Teile der Politik fordern, dass die aufgegriffenen Menschen zurückgeschoben werden. Ist das möglich?
Wenn das Verfahren durch das Bundesamt für Migration und Flüchtlinge (BAMF) abgeschlossen ist, steht fest, ob jemand Asyl bekommt oder nicht. Nach dem Prozess hat man die Möglichkeit, jemanden abzuschieben. Stellt jemand aber ein Schutzersuchen und wird an das BAMF weitergeleitet, dann haben wir als Bundespolizei keine Möglichkeit, ihn oder sie zurückzuweisen.
Wer wird aktuell an der Grenze gleich zurückgewiesen?
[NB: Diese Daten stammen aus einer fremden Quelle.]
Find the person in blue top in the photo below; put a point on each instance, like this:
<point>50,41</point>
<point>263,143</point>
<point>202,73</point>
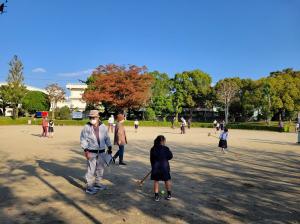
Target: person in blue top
<point>159,158</point>
<point>223,140</point>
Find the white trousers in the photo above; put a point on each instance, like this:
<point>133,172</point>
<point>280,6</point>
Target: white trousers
<point>95,169</point>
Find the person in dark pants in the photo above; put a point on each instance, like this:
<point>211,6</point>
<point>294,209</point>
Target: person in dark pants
<point>120,139</point>
<point>173,122</point>
<point>159,158</point>
<point>189,122</point>
<point>223,140</point>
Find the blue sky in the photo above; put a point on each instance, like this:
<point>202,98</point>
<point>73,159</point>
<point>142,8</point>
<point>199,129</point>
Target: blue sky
<point>62,41</point>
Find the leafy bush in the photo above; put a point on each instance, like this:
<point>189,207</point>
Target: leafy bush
<point>150,114</point>
<point>63,113</point>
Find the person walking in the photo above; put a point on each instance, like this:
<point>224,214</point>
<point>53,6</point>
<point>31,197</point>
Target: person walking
<point>159,159</point>
<point>182,126</point>
<point>136,125</point>
<point>223,140</point>
<point>51,128</point>
<point>111,122</point>
<point>189,123</point>
<point>45,126</point>
<point>120,139</point>
<point>222,125</point>
<point>93,139</point>
<point>173,122</point>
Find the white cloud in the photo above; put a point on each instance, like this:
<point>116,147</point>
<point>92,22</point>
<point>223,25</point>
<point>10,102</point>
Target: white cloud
<point>39,70</point>
<point>76,74</point>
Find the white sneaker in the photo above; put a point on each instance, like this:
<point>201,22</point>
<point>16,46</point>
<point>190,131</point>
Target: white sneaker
<point>99,187</point>
<point>90,190</point>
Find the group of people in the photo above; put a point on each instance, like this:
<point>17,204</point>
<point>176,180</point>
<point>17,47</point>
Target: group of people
<point>48,128</point>
<point>94,139</point>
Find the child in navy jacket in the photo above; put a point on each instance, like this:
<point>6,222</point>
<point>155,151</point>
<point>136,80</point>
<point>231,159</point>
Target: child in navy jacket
<point>159,158</point>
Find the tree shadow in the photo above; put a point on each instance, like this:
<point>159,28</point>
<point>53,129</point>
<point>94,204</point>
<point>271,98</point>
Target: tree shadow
<point>209,187</point>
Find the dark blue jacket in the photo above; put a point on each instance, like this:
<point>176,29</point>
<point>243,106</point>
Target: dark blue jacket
<point>159,158</point>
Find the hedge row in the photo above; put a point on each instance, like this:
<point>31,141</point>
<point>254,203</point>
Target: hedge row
<point>247,126</point>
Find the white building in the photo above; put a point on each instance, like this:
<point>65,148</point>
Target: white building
<point>74,100</point>
<point>8,110</point>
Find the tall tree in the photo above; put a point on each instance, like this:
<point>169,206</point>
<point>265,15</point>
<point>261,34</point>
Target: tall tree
<point>35,101</point>
<point>55,94</point>
<point>190,89</point>
<point>226,90</point>
<point>4,97</point>
<point>16,86</point>
<point>119,86</point>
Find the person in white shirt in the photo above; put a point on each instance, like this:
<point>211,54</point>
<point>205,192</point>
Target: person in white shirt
<point>136,124</point>
<point>183,124</point>
<point>111,122</point>
<point>223,139</point>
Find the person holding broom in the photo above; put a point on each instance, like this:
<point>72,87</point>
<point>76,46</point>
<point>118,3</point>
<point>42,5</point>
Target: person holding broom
<point>223,140</point>
<point>120,139</point>
<point>93,139</point>
<point>159,158</point>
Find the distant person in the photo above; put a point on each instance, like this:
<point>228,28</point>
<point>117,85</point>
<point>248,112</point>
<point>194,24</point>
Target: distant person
<point>222,125</point>
<point>93,139</point>
<point>173,121</point>
<point>223,140</point>
<point>120,139</point>
<point>182,126</point>
<point>111,122</point>
<point>136,125</point>
<point>189,123</point>
<point>217,126</point>
<point>215,123</point>
<point>281,125</point>
<point>159,158</point>
<point>51,128</point>
<point>45,126</point>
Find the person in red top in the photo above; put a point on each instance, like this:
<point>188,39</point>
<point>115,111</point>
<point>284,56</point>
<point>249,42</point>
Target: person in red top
<point>45,126</point>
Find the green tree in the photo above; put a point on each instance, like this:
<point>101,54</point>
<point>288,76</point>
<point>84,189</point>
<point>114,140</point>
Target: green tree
<point>16,86</point>
<point>4,97</point>
<point>64,113</point>
<point>190,89</point>
<point>55,94</point>
<point>35,101</point>
<point>227,90</point>
<point>150,114</point>
<point>161,99</point>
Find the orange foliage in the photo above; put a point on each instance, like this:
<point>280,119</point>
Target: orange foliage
<point>119,86</point>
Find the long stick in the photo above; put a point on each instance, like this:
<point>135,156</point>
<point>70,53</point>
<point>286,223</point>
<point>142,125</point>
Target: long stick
<point>145,177</point>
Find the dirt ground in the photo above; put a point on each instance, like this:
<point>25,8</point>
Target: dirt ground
<point>258,181</point>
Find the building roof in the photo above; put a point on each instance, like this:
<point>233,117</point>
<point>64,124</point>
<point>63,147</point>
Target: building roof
<point>76,86</point>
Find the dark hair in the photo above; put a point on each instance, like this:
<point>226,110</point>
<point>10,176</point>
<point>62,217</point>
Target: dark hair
<point>158,140</point>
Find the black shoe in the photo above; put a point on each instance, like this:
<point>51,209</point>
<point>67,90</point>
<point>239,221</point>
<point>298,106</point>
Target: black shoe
<point>169,197</point>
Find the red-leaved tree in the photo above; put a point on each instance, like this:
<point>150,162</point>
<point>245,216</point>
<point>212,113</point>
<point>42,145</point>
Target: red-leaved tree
<point>119,86</point>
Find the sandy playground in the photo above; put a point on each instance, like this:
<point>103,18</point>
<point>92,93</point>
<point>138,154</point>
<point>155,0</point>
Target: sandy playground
<point>258,181</point>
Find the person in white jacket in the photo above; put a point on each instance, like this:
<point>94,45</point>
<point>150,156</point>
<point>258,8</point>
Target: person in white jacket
<point>93,139</point>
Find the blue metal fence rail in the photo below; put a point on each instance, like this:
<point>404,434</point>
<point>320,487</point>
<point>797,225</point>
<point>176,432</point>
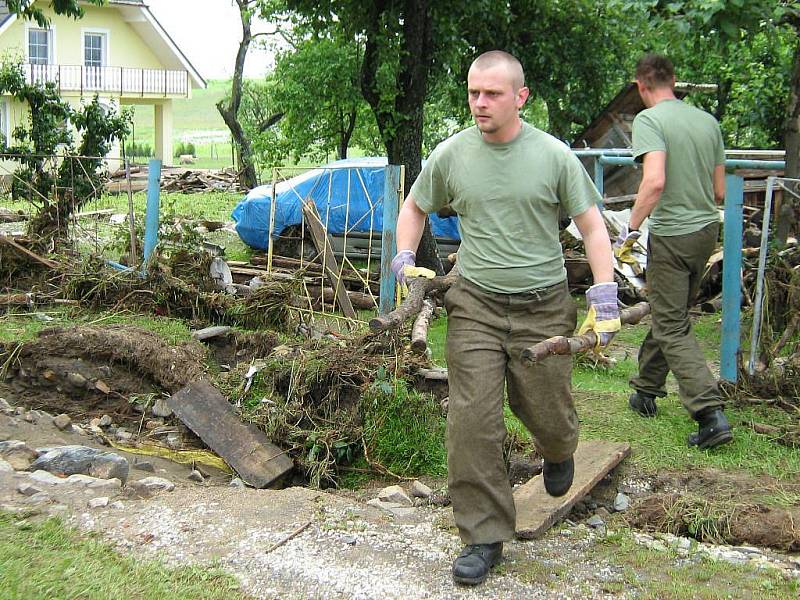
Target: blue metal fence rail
<point>732,244</point>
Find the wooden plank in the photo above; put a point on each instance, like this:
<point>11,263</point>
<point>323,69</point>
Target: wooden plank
<point>243,446</point>
<point>537,510</point>
<point>323,244</point>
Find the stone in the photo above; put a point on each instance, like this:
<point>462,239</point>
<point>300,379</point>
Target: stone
<point>106,485</point>
<point>595,522</point>
<point>420,490</point>
<point>72,460</point>
<point>395,494</point>
<point>393,508</point>
<point>144,488</point>
<point>122,435</point>
<point>62,421</point>
<point>161,409</point>
<point>18,454</point>
<point>99,502</point>
<point>27,489</point>
<point>621,502</point>
<point>77,380</point>
<point>144,466</point>
<point>46,477</point>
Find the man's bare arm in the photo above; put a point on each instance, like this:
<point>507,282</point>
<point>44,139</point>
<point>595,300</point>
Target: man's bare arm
<point>410,223</point>
<point>653,179</point>
<point>597,244</point>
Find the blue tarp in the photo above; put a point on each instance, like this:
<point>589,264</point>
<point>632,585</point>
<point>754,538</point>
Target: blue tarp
<point>361,180</point>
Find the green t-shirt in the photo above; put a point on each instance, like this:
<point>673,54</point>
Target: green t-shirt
<point>507,198</point>
<point>693,143</point>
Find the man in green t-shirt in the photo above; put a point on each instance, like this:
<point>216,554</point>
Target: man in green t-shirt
<point>683,180</point>
<point>507,182</point>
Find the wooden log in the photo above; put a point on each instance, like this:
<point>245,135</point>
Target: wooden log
<point>419,331</point>
<point>418,289</point>
<point>46,262</point>
<point>572,345</point>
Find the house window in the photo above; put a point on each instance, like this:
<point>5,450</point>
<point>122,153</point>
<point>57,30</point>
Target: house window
<point>93,49</point>
<point>39,46</point>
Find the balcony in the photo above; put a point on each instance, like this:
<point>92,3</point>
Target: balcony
<point>122,81</point>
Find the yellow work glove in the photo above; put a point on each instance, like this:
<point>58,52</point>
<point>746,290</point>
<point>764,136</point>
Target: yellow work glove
<point>603,314</point>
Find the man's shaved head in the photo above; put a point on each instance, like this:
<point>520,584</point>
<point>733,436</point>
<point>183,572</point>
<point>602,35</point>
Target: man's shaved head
<point>498,58</point>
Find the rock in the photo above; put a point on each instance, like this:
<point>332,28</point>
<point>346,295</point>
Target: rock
<point>420,490</point>
<point>27,489</point>
<point>393,508</point>
<point>46,477</point>
<point>160,408</point>
<point>77,380</point>
<point>596,522</point>
<point>621,502</point>
<point>18,454</point>
<point>144,488</point>
<point>62,421</point>
<point>99,502</point>
<point>144,466</point>
<point>395,494</point>
<point>122,435</point>
<point>71,460</point>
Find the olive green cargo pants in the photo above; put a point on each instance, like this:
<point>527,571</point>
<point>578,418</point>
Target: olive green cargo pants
<point>486,333</point>
<point>675,266</point>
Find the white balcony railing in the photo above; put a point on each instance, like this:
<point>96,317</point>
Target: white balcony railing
<point>125,81</point>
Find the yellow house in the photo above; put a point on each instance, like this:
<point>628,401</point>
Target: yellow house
<point>118,51</point>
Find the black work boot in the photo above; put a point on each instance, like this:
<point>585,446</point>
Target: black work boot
<point>643,404</point>
<point>472,566</point>
<point>712,429</point>
<point>558,476</point>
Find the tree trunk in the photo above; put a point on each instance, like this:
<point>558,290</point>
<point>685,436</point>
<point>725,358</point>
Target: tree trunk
<point>401,128</point>
<point>230,113</point>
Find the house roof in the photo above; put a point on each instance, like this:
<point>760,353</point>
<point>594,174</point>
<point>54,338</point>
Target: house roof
<point>137,14</point>
<point>623,107</point>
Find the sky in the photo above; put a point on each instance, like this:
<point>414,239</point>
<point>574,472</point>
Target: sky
<point>208,32</point>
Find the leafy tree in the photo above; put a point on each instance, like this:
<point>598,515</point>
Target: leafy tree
<point>28,10</point>
<point>57,187</point>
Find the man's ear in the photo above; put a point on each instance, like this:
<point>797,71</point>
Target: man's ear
<point>522,96</point>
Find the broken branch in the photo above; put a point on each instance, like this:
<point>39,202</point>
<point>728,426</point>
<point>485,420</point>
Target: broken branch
<point>572,345</point>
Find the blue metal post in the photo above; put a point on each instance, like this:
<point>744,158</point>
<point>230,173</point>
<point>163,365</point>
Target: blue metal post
<point>599,172</point>
<point>391,207</point>
<point>731,277</point>
<point>153,202</point>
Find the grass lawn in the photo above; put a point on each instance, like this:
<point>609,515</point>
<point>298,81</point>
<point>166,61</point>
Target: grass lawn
<point>44,560</point>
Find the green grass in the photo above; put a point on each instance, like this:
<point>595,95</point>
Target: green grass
<point>22,326</point>
<point>45,560</point>
<point>659,575</point>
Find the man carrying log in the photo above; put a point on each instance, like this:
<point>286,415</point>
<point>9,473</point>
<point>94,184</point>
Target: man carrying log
<point>507,180</point>
<point>683,180</point>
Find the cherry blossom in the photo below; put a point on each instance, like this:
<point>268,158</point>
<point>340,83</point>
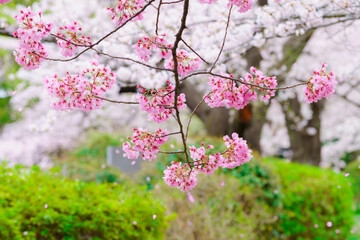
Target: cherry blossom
<point>186,64</point>
<point>145,44</point>
<point>125,9</point>
<point>207,1</point>
<point>225,92</point>
<point>4,1</point>
<point>145,142</point>
<point>182,177</point>
<point>203,163</point>
<point>83,91</point>
<point>237,152</point>
<point>30,52</point>
<point>160,103</point>
<point>69,39</point>
<point>320,85</point>
<point>244,5</point>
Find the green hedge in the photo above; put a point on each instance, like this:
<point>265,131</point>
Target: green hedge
<point>263,199</point>
<point>311,195</point>
<point>38,205</point>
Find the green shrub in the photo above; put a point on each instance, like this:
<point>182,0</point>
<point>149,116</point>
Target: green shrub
<point>227,212</point>
<point>311,195</point>
<point>353,169</point>
<point>38,205</point>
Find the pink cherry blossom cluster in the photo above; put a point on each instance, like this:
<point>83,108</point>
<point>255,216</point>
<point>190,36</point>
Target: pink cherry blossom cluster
<point>207,1</point>
<point>30,52</point>
<point>182,177</point>
<point>244,5</point>
<point>160,103</point>
<point>81,90</point>
<point>4,1</point>
<point>145,142</point>
<point>145,44</point>
<point>205,164</point>
<point>259,79</point>
<point>226,93</point>
<point>320,85</point>
<point>125,9</point>
<point>186,64</point>
<point>69,39</point>
<point>237,152</point>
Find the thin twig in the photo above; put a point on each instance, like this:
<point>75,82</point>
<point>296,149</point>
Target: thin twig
<point>224,40</point>
<point>176,74</point>
<point>157,18</point>
<point>194,51</point>
<point>192,114</point>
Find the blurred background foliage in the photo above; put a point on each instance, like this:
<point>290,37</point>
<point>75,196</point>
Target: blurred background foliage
<point>267,198</point>
<point>264,199</point>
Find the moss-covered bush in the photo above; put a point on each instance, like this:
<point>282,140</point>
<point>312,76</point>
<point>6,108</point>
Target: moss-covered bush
<point>311,197</point>
<point>38,205</point>
<point>264,199</point>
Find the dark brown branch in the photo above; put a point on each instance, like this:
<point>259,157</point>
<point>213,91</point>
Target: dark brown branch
<point>176,73</point>
<point>194,51</point>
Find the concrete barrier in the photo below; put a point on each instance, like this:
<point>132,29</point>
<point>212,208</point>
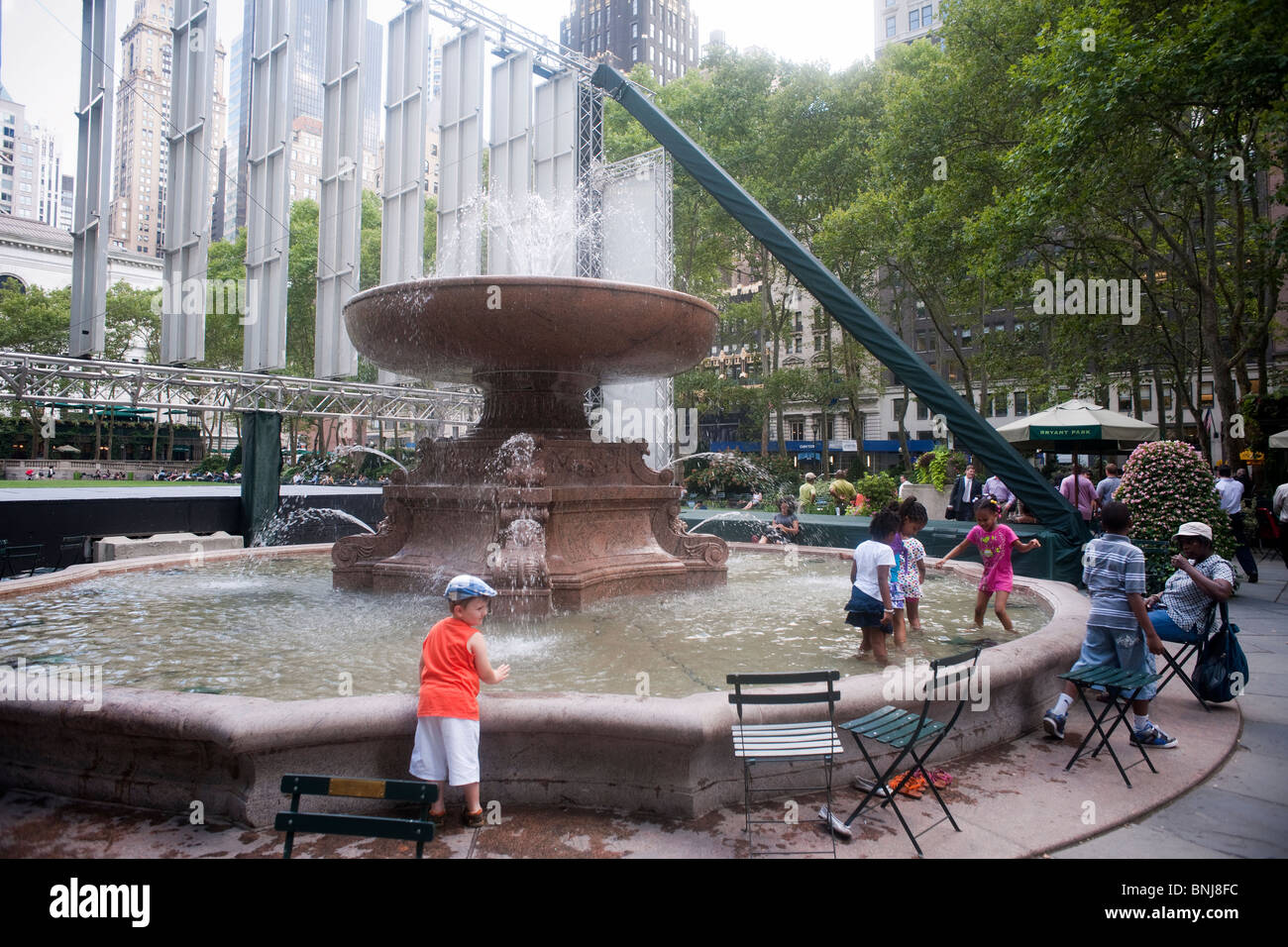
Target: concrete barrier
<point>111,548</point>
<point>671,757</point>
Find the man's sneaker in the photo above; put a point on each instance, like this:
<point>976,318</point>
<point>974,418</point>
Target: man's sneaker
<point>1154,738</point>
<point>1054,723</point>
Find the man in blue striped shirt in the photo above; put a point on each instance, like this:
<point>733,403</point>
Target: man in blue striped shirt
<point>1113,570</point>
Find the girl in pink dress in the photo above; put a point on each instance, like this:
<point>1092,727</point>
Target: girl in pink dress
<point>996,541</point>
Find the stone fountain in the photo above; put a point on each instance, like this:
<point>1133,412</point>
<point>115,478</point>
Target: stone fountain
<point>550,517</point>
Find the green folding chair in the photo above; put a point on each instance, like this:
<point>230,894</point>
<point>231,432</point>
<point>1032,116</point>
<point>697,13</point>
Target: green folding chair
<point>786,742</point>
<point>905,731</point>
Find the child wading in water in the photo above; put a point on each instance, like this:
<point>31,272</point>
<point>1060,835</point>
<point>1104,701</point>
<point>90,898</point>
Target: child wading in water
<point>912,564</point>
<point>996,541</point>
<point>871,605</point>
<point>452,663</point>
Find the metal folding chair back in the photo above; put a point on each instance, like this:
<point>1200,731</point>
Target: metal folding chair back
<point>948,680</point>
<point>1267,534</point>
<point>1192,650</point>
<point>809,741</point>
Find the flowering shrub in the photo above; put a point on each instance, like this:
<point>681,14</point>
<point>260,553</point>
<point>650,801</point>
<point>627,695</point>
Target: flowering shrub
<point>876,491</point>
<point>1167,483</point>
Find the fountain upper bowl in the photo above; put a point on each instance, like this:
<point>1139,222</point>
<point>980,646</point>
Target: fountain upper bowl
<point>450,329</point>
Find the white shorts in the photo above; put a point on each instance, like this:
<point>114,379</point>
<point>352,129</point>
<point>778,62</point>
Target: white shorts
<point>447,749</point>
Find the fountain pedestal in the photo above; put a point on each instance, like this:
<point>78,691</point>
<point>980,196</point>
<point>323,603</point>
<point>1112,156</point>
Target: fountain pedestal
<point>529,501</point>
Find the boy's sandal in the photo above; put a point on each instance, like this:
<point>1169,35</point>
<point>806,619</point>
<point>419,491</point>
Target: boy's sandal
<point>912,788</point>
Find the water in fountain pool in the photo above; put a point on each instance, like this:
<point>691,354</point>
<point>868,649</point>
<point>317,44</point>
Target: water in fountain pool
<point>282,631</point>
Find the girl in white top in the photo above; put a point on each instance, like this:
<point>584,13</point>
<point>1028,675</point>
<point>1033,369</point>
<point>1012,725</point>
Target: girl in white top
<point>871,607</point>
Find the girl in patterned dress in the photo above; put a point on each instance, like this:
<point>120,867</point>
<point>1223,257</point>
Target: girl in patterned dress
<point>995,541</point>
<point>912,566</point>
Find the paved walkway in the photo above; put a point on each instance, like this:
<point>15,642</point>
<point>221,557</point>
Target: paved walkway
<point>1223,792</point>
<point>159,491</point>
<point>1243,809</point>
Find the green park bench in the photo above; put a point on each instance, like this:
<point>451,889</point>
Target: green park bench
<point>419,830</point>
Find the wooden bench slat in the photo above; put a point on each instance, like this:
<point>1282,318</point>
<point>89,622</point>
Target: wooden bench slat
<point>370,826</point>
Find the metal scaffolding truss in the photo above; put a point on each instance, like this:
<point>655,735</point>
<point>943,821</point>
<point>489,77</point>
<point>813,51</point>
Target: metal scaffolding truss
<point>507,37</point>
<point>72,382</point>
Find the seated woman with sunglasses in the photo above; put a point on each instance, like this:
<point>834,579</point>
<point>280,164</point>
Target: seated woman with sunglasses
<point>1201,579</point>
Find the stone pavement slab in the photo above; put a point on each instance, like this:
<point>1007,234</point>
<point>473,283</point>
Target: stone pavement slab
<point>1014,800</point>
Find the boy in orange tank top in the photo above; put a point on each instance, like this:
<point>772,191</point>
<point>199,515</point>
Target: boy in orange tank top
<point>452,663</point>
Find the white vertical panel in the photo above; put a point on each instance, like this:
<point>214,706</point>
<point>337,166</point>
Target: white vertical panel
<point>93,169</point>
<point>402,223</point>
<point>510,221</point>
<point>554,159</point>
<point>462,157</point>
<point>187,219</point>
<point>340,206</point>
<point>268,211</point>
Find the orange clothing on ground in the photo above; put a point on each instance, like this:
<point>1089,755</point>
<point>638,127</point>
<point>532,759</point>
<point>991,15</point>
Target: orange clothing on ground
<point>449,682</point>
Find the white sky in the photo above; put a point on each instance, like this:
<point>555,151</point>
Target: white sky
<point>40,55</point>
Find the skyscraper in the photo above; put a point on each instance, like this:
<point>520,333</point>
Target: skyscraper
<point>905,21</point>
<point>308,35</point>
<point>142,124</point>
<point>137,214</point>
<point>661,34</point>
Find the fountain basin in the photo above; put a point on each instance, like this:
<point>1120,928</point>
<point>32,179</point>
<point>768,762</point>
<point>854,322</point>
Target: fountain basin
<point>670,757</point>
<point>529,500</point>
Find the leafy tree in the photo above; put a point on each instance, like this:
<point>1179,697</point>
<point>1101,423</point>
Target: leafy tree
<point>130,324</point>
<point>35,320</point>
<point>226,262</point>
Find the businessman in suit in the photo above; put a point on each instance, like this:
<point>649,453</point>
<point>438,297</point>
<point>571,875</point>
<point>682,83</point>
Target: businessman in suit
<point>966,493</point>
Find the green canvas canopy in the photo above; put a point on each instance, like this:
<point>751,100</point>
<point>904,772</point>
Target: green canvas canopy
<point>1078,427</point>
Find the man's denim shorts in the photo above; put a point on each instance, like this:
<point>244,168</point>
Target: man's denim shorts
<point>1117,648</point>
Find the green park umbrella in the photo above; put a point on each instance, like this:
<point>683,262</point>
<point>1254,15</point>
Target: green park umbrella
<point>1078,427</point>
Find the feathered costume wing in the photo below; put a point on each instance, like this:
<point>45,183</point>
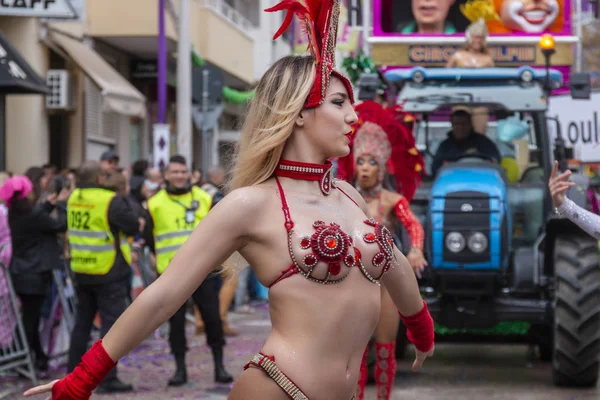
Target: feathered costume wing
<point>405,162</point>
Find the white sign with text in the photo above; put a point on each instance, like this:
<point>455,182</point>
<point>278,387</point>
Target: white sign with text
<point>38,8</point>
<point>580,125</point>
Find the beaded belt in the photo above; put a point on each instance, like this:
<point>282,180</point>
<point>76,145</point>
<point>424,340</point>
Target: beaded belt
<point>266,364</point>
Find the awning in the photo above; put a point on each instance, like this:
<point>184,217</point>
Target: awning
<point>119,95</point>
<point>16,75</point>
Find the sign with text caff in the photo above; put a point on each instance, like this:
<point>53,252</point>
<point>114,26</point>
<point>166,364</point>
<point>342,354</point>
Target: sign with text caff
<point>38,8</point>
<point>451,17</point>
<point>348,37</point>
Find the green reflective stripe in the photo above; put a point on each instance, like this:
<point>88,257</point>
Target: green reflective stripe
<point>90,247</point>
<point>168,249</point>
<point>172,235</point>
<point>76,233</point>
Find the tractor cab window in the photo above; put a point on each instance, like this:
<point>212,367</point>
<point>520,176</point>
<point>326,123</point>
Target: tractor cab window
<point>513,135</point>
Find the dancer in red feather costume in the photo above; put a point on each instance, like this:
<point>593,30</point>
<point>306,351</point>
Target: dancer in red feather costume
<point>285,209</point>
<point>383,142</point>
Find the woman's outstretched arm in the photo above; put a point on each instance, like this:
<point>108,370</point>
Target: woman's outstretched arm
<point>223,231</point>
<point>558,186</point>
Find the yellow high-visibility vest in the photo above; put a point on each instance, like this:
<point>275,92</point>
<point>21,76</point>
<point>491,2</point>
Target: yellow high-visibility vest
<point>171,217</point>
<point>92,244</point>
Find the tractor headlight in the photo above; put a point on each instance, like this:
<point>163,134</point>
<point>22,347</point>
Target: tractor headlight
<point>477,242</point>
<point>455,242</point>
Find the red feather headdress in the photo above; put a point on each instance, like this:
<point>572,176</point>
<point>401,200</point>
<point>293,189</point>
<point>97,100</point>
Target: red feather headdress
<point>319,19</point>
<point>405,162</point>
Wer in Deutschland eine nationale Einreisesperre hat, muss abgewiesen werden. Wir gehen davon aus, dass nicht mehr als fünf Prozent von den Aufgegriffenen wieder zurückgewiesen werden können. Allgemeine Zurückweisungen sind an Binnengrenzen rechtlich gesehen gar nicht möglich - also das, was die Innenminister immer erzählen. Dass wir damit die Migrationszahlen in Deutschland senken können, wie derzeit überall propagiert wird, ist eine Fehlinformation.
Vielen Dank für das Gespräch, Herr Wendland!
Stefan Kunze führte das Gespräch. Bei diesem Text handelt es sich um eine gekürzte und redigierte Fassung des Interviews mit Herrn Wendland.